Anyone willing to open a jazz club these days must be a little crazy, but if Joon Lee is nuts, he's doing a great job of hiding it. In fact, since its late 2009 debut in Little Tokyo, his venue, Blue Whale, has become the go-to spot for new and emerging jazz artists from around the world.
"I was uncomfortable that people were always complaining about the jazz scene in L.A.," Lee says, perched at his venue's bar. "So I wanted to create an artists' hang. A place for writers, musicians, painters -- everybody."
While working the room on show nights, he functions as something of a jack-of-all-trades: Lee, 37, mans the door, works the soundboard and even clears empty wine glasses, all with serene calm.
Raised in Korea, the soft-spoken, affable Lee never really had much of a business plan. He came to New York from Seoul in 1995 to study architecture and discovered jazz while bussing tables at a West Village restaurant. He eventually took up singing himself. Two years later, on a whim, he moved to Los Angeles. "I only had one friend in the United States outside of New York, and that was in L.A.," he says.
A dozen years later, while he was working on an album, someone showed him the Blue Whale's space, and it drew him in. Although it is located in a fairly out-of-the-way spot -- and the address is more than a bit bewildering: 123 Astronaut E.S. Onizuka St., Suite 301 -- the club is well worth seeking out. Its ceiling is inscribed with poetry, its walls are adorned with photos of local musicians, and its bar is seductively lit. The sound system is high-quality, and the well-maintained house instruments are ready for anything.
But, like a good jazz club, darkness pervades, putting the focus squarely on the performers. Rather than booking big names, Lee concentrates on local notables like Miguel Atwood-Ferguson and Walter Smith III. The young crowd that passes through always seems game.

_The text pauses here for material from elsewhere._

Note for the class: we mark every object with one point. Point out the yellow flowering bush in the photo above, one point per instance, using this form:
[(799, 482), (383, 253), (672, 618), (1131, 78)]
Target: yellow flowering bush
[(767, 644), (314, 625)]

"Sometimes I'm sitting at the mixer before the set and I can see the hunger in the performers' eyes," Lee says. "That for me is my inspiration."
It's been less than three years, but he already has successfully tapped into a scene that was desperately looking for a new home. The Los Angeles Times calls Blue Whale "one of the top spots for jazz in the city," and Lee finds the club's calendar booked months in advance.
"I'm not a businessman, but I'm learning. I wasn't looking to open a club," he says, adding wistfully: "I still haven't finished my album."